Stable and Explainable Personality Trait Evaluation in Large Language Models with Internal Activations
This addresses the need for reliable model interpretation and responsible deployment in AI, though it is incremental as it builds on existing evaluation methods.
The paper tackled the problem of unstable and unexplainable personality trait evaluation in Large Language Models by proposing Persona-Vector Neutrality Interpolation (PVNI), which uses internal activations to achieve more stable evaluations, as demonstrated in experiments across diverse LLMs.

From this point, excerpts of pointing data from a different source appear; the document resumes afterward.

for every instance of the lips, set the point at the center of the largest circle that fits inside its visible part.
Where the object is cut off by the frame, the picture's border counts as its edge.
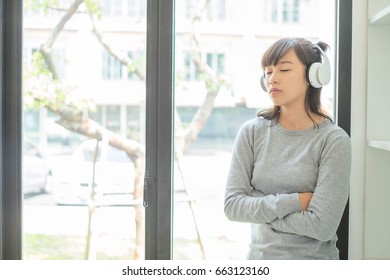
(274, 91)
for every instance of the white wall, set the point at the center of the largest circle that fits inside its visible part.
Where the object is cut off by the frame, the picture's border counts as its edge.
(358, 128)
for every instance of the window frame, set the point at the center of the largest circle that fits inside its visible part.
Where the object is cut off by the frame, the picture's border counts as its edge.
(159, 124)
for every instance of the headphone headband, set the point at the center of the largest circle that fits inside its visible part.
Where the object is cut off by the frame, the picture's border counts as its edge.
(317, 73)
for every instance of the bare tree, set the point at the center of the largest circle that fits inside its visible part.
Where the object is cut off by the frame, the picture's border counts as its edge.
(75, 118)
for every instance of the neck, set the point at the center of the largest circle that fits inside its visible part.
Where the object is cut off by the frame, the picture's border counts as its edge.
(297, 119)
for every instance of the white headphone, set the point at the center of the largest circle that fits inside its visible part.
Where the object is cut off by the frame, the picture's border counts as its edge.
(318, 73)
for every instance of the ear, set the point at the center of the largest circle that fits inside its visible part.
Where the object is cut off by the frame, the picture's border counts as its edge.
(263, 83)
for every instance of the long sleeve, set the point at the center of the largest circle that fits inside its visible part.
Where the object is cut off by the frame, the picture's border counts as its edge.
(243, 203)
(325, 210)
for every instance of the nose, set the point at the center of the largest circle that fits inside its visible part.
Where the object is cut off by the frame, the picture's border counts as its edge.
(273, 78)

Evaluating personality traits in Large Language Models (LLMs) is key to model interpretation, comparison, and responsible deployment. However, existing questionnaire-based evaluation methods exhibit limited stability and offer little explainability, as their results are highly sensitive to minor variations in prompt phrasing or role-play configurations. To address these limitations, we propose an internal-activation-based approach, termed Persona-Vector Neutrality Interpolation (PVNI), for stable and explainable personality trait evaluation in LLMs. PVNI extracts a persona vector associated with a target personality trait from the model's internal activations using contrastive prompts. It then estimates the corresponding neutral score by interpolating along the persona vector as an anchor axis, enabling an interpretable comparison between the neutral prompt representation and the persona direction. We provide a theoretical analysis of the effectiveness and generalization properties of PVNI. Extensive experiments across diverse LLMs demonstrate that PVNI yields substantially more stable personality trait evaluations than existing methods, even under questionnaire and role-play variants.